Running Terraform locally

  1. Change into 1-org folder.
  2. Run cp ../build/tf-wrapper.sh .
  3. Run chmod 755 ./tf-wrapper.sh
  4. Change into 1-org/envs/shared/ folder.
  5. Rename terraform.example.tfvars to terraform.tfvars and update the file with values from your environment and bootstrap.
  6. Obtain your bucket name by running the following command in the 0-bootstrap folder.
    terraform output gcs_bucket_tfstate
    
  7. Update backend.tf with your bucket from bootstrap.
    for i in `find -name 'backend.tf'`; do sed -i 's/UPDATE_ME/<YOUR-BUCKET-NAME>/' $i; done
    

We will now deploy our environment (production) using this script. When using Cloud Build or Jenkins as your CI/CD tool each environment corresponds to a branch is the repository for 1-org step and only the corresponding environment is applied.
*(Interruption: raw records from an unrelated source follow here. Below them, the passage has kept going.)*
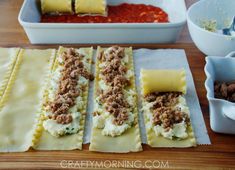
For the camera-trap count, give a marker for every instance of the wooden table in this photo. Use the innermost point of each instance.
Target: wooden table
(221, 154)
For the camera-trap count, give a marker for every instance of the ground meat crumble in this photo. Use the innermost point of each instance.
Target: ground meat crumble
(68, 91)
(163, 112)
(113, 74)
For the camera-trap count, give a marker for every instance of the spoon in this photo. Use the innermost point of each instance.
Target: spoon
(228, 31)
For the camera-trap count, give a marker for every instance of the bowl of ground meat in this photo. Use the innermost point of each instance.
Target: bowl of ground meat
(220, 86)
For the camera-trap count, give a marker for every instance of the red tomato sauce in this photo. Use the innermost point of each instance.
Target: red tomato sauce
(124, 13)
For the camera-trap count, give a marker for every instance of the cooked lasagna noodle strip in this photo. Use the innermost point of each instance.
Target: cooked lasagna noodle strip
(90, 7)
(115, 119)
(167, 117)
(21, 99)
(61, 123)
(170, 80)
(7, 61)
(56, 6)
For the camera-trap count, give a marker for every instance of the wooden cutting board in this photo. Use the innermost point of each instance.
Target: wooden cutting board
(221, 154)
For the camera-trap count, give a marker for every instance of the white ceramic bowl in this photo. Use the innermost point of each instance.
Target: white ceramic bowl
(222, 112)
(208, 42)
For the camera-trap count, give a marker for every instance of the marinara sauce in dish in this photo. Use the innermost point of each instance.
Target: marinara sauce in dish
(124, 13)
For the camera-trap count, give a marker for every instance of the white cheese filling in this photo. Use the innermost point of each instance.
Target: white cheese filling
(179, 130)
(104, 121)
(52, 126)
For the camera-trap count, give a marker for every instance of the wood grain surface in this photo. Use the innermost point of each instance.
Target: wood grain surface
(219, 155)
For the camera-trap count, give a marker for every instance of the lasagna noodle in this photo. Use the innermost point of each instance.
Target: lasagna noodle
(58, 6)
(118, 144)
(7, 61)
(163, 81)
(43, 140)
(90, 7)
(21, 99)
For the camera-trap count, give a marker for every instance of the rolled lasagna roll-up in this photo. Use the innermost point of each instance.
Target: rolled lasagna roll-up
(58, 6)
(90, 7)
(163, 81)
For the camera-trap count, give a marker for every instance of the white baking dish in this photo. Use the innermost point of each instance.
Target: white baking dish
(64, 33)
(222, 112)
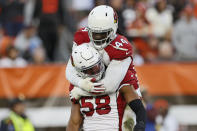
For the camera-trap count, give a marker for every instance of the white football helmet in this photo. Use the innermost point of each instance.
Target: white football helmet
(87, 61)
(102, 26)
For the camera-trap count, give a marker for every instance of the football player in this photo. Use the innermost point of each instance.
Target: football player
(101, 111)
(115, 49)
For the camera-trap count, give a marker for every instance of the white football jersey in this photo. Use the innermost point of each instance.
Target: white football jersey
(103, 113)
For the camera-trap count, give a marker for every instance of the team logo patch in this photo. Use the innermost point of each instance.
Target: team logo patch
(115, 17)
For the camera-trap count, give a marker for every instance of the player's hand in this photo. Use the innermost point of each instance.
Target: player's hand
(75, 94)
(90, 86)
(139, 126)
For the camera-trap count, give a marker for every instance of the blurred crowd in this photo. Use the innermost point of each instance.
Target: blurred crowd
(41, 31)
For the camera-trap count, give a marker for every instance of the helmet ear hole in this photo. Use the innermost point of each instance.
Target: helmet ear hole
(103, 20)
(87, 61)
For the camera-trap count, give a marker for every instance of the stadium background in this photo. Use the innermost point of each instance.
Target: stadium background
(41, 31)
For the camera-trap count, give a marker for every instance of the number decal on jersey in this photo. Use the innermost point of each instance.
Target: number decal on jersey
(103, 108)
(102, 105)
(118, 44)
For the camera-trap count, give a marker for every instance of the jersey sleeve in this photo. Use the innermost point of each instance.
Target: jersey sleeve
(130, 79)
(81, 36)
(119, 49)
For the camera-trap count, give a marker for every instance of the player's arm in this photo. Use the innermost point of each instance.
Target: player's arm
(75, 120)
(135, 103)
(115, 73)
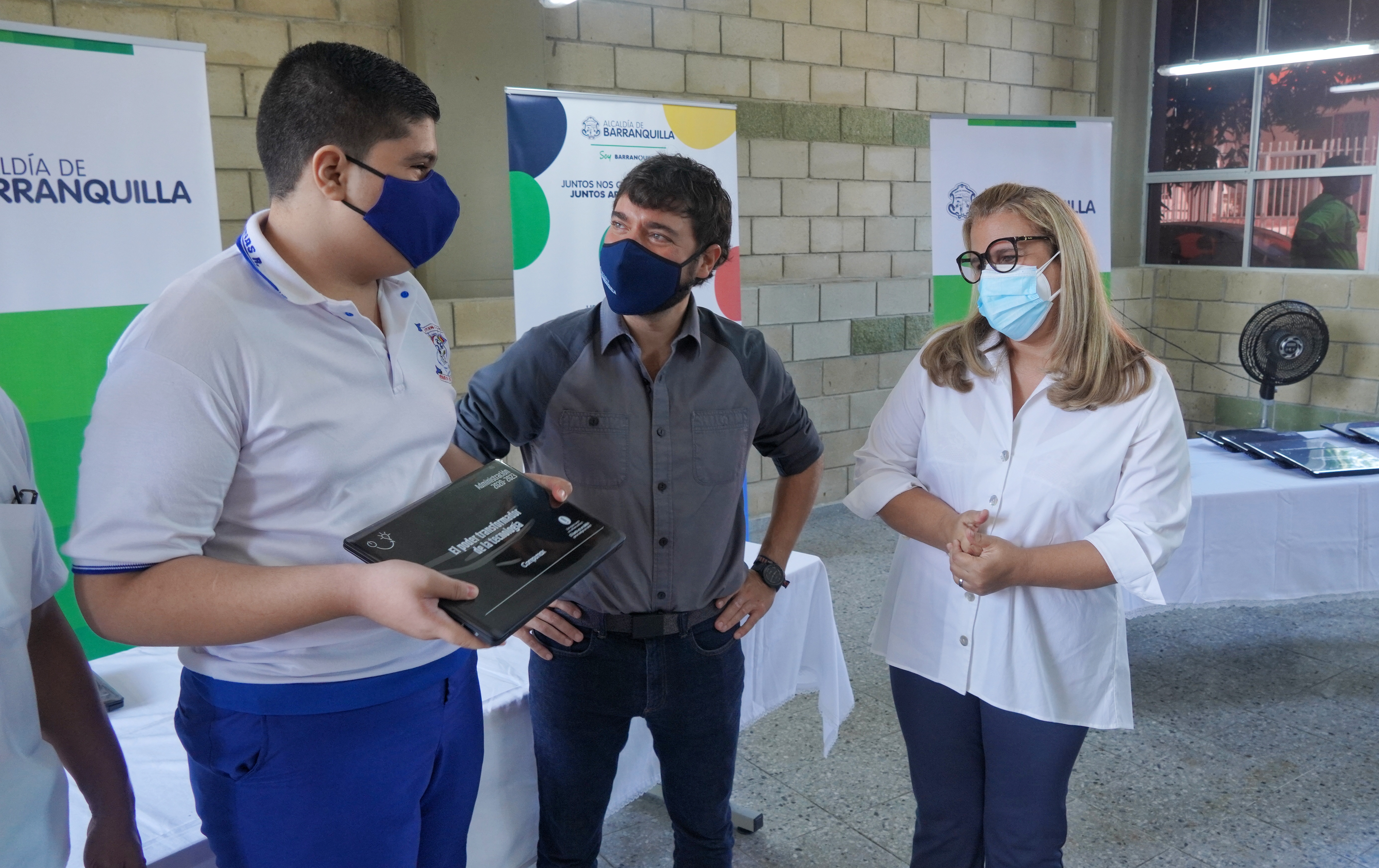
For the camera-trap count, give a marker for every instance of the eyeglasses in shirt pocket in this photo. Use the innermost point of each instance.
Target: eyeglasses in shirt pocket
(720, 446)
To use the validate option of the tf-wrapper.sh script, please follow the instructions in the Install Terraform Validator section and install version v0.4.0 in your system. You will also need to rename the binary from terraform-validator-<your-platform> to terraform-validator and the terraform-validator binary must be in your PATH.

  1. Run ./tf-wrapper.sh init production.
  2. Run ./tf-wrapper.sh plan production and review output.
  3. Run ./tf-wrapper.sh validate production $(pwd)/../policy-library <YOUR_CLOUD_BUILD_PROJECT_ID> and check for violations.
  4. Run ./tf-wrapper.sh apply production.

If you received any errors or made any changes to the Terraform config or terraform.tfvars you must re-run ./tf-wrapper.sh plan production before run ./tf-wrapper.sh apply production.